Trainer Hitzfeld reagiert sofort und bringt mit Jancker und Scholl für Jeremies sowie Effenberg zwei frische Offensivkräfte (64.), um drei Minuten später auch noch Zickler für Verteidiger Sagnol einzuwechseln. Doch das Spiel des Vorjahresmeisters wird immer konfuser, die Spieler verbringen viel Zeit damit, sich gegenseitig anzupflaumen, während die Adler sich heimlich ins Fäustchen lachen: "Wir wussten, dass wir mehr Kraft haben als die Bayern. Die kochen doch auch nur mit Wasser", meint etwa der heute bärenstarke Horst Heldt. So sind es Einzelaktionen, die für Gefahr sorgen, wie in der 68. Spielminute, als sich Elber in einem Verzweiflungsdribbeling gegen drei Frankfurter durchsetzt, mit seinem Flachschuss jedoch an Heinen scheitert. Auf den Punkt bringt es Oliver Kahn: "Nach dem Gegentor sind wir zusammengebrochen. Man hatte einfach nicht das Gefühl, dass wir noch gewinnen können."

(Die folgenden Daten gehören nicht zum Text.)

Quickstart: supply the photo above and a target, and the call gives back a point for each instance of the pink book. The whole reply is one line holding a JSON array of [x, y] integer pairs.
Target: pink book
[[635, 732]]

In der Tat, weder die Eintracht noch Schiedsrichter Steinborn lassen sich, so das kicker-Sportmagazin, von den "Münchner Schauspieleinlagen nach angeblichen Fouls - speziell in der Schlussphase – beeindrucken", so dass die Eintracht völlig verdient ihre ersten drei Auswärtspunkte holt. Nicht nur der Sieg, auch ein Blick auf die Tabelle lässt einen strahlen. Mit 20 Punkten liegen die Adler auf Rang 5, einen Platz hinter den Bayern, die 22 Zähler haben. Wer kann da schon ahnen, dass die nächsten Punkte erst wieder am 20. Spieltag geholt werden …


Stimmen zum Spiel

Felix Magath: "Unverhofft kommt oft. Ich war vorher der Meinung, dass wir hier wenig erben können. Durch den Ausgleich wurde ich überrascht. In der zweiten Halbzeit sind wir aggressiver zu Werke gegangen und haben nicht ganz unverdient gewonnen."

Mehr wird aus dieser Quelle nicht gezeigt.